Materialization was only useful for making him appear real, hardly a talent to be of use for help around the Sanctuary. The latter way he knew to be of use was possession, and he felt was so invasive for the possessed that he was reluctant to use it on someone without express permission from the would be host. It left him little option but to practice the manipulation of his soulmist in the wee hours of the morning when he figured no body stirred, lest they be disturbed by his appearance out in front of the Sanctuary. They had already done so much for him, he was loathe to trouble them any further, for as he practiced, his concentration shifted less from his form letting it revert to looking as it was when he died, with a fierce stain of red showing through on his chest and back through the white shirt he wore. It was an grisly appearance, and one that he most definitely did not want his children to see.
Concentrating on his mist as he would during materialization, he willed the ethereal substance to coalesce around his form he'd worn in death, before settling himself against the ground so that his eyes were just inches above the reaching blades of grass on the ground. Back and forth he moved his hand, trying to move the blades of grass even just a little bit like he managed the pages of that book so long ago. He tried remembering what he had been doing that had allowed him to manage such a feat that he'd never accomplished before, yet that time had been long ago, and in this eternal twilight of life, he was finding it hard to remember things that had not been ingrained in him before death.

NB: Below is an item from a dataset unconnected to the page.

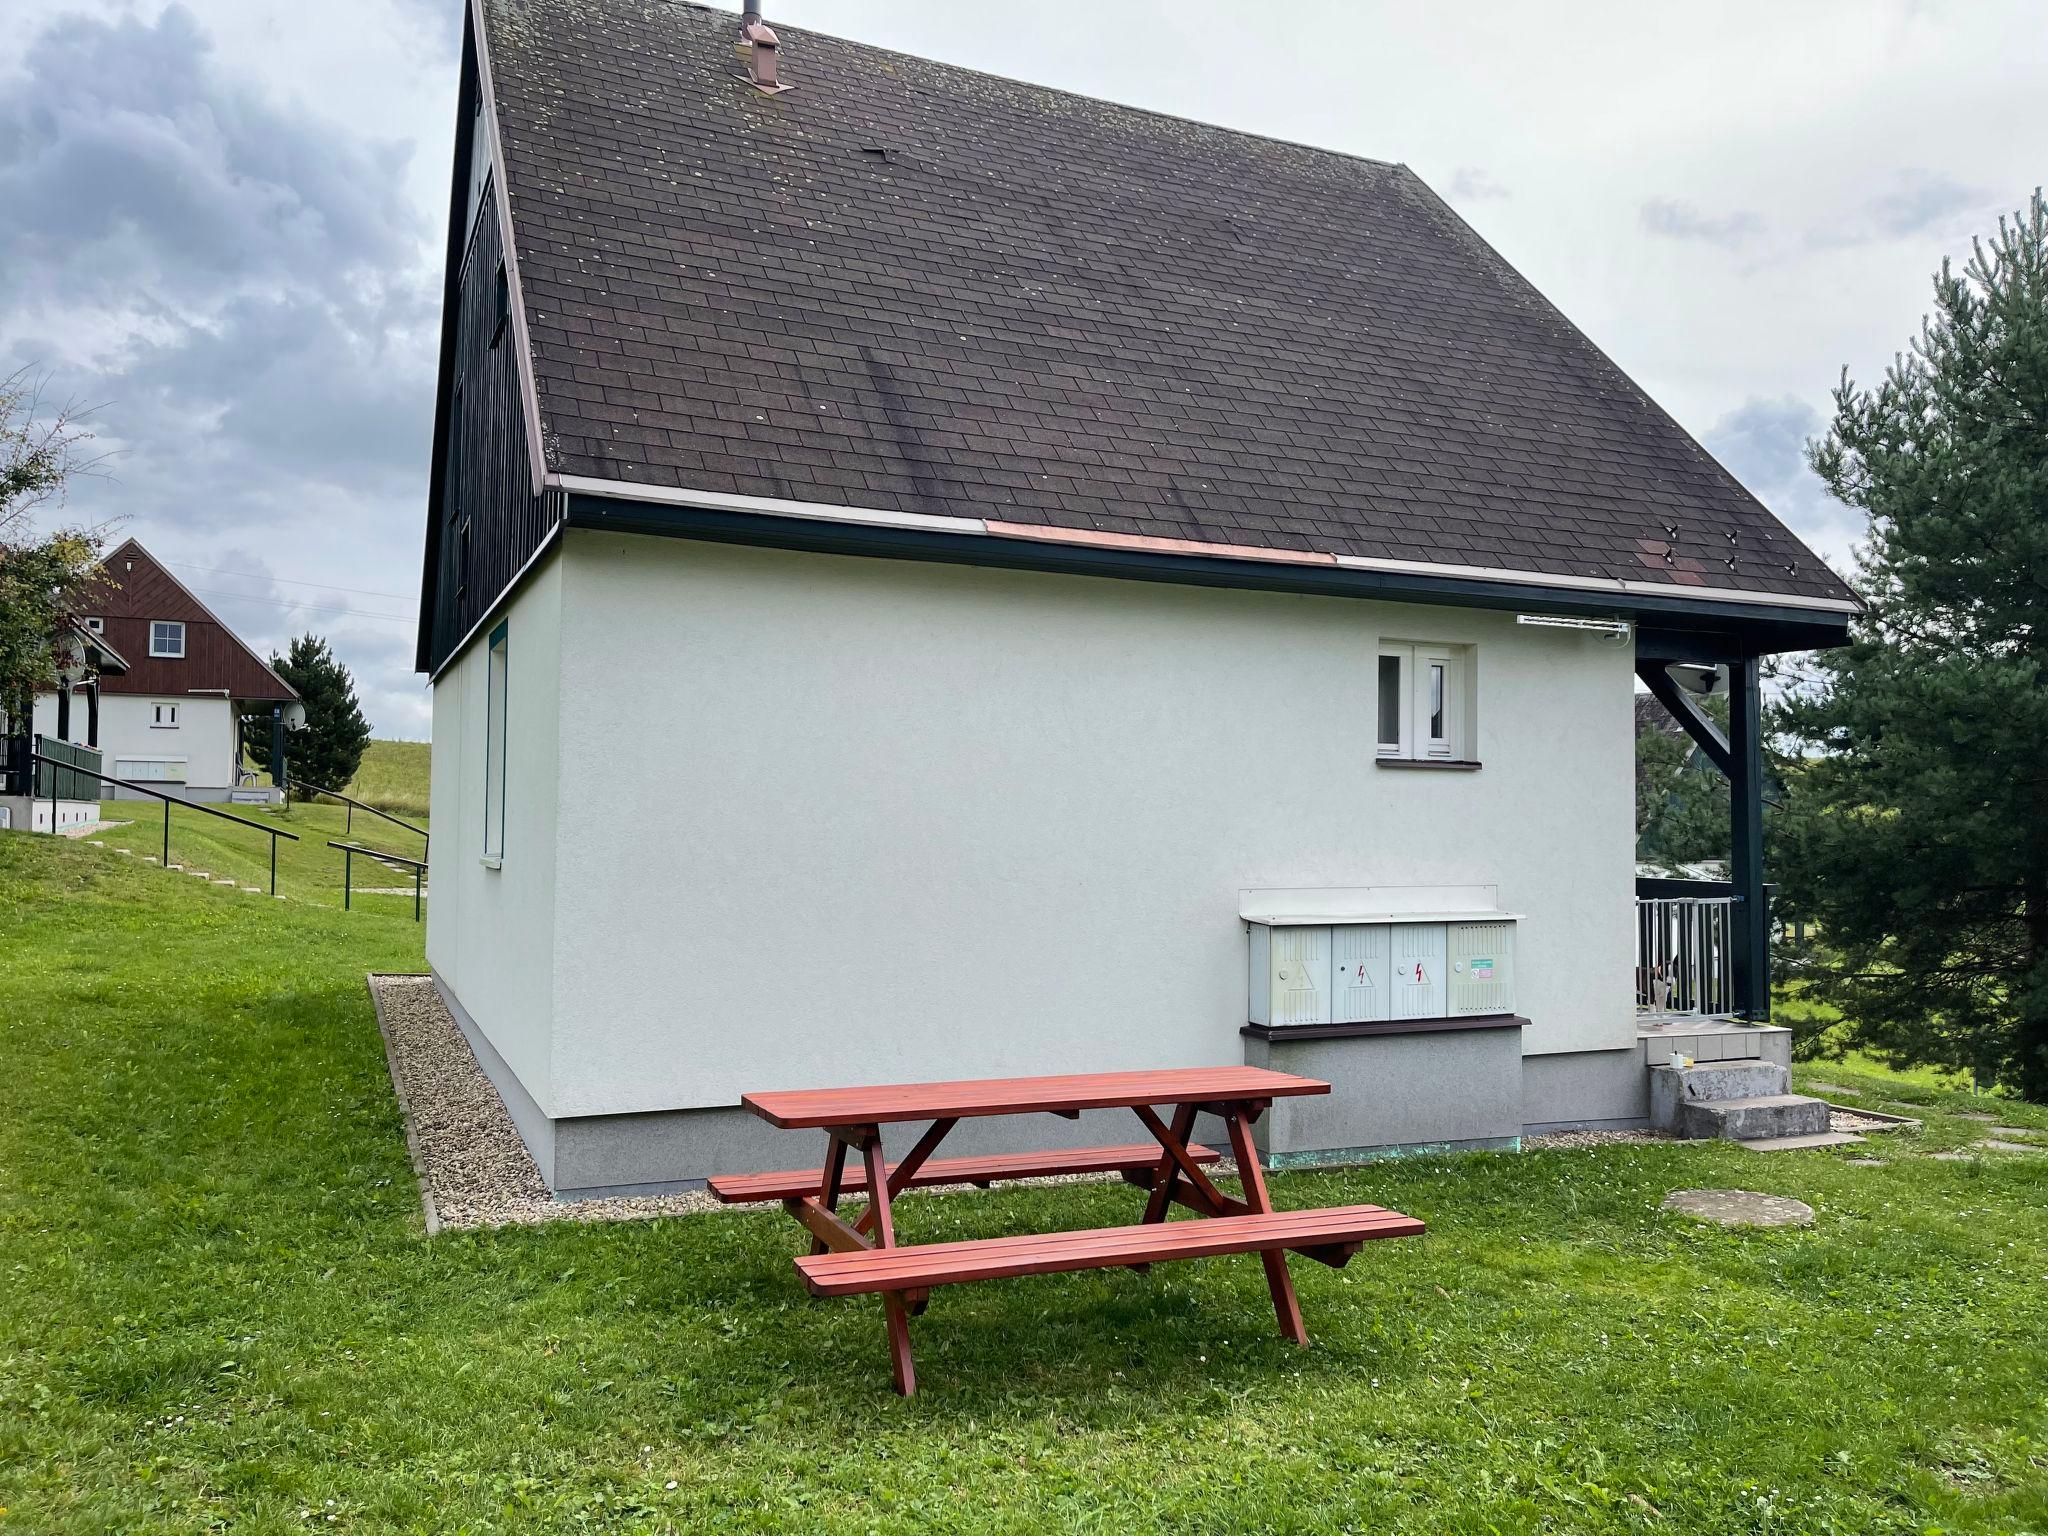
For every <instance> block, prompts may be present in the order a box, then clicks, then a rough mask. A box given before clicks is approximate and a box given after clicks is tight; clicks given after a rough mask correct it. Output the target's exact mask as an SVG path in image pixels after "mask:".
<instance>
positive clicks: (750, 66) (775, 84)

Kavala had been there, of that he was sure, his memory of her in the Sanctuary that day slowly coming clearer, and slowly other details about that day, like how she'd provided him with soulmist, that was her own. He could see the book, lying there open on the table as she explained somethings to him before allowing him to see for himself, only he couldn't read. In frustration, he'd concentrated on the tips of his materialized hand, and managed to move a couple of pages before his concentration wavered, weakening under the strain of what he was trying to do. What had he been trying to do? Desperately move objects like he would have in life?
He certainly had that desire now, but to his frustration the grass blew with the wind despite his efforts. Perhaps it had been because of the soulmist Kavala had allowed him to absorb, it had certainly helped with his concentration after all. He knew he could do it after having done it once, and yet, still the grass failed to move with his hand. It was as stubborn as his form proved to be.
Resisting the urge to cry out in frustration, he released his concentration on his form, becoming translucent once more as he floated back towards the Sanctuary. He was approaching this the wrong way, he was sure of it, and perhaps one of Kavala's books could enlighten him. If he could find some way to know what they said, that is.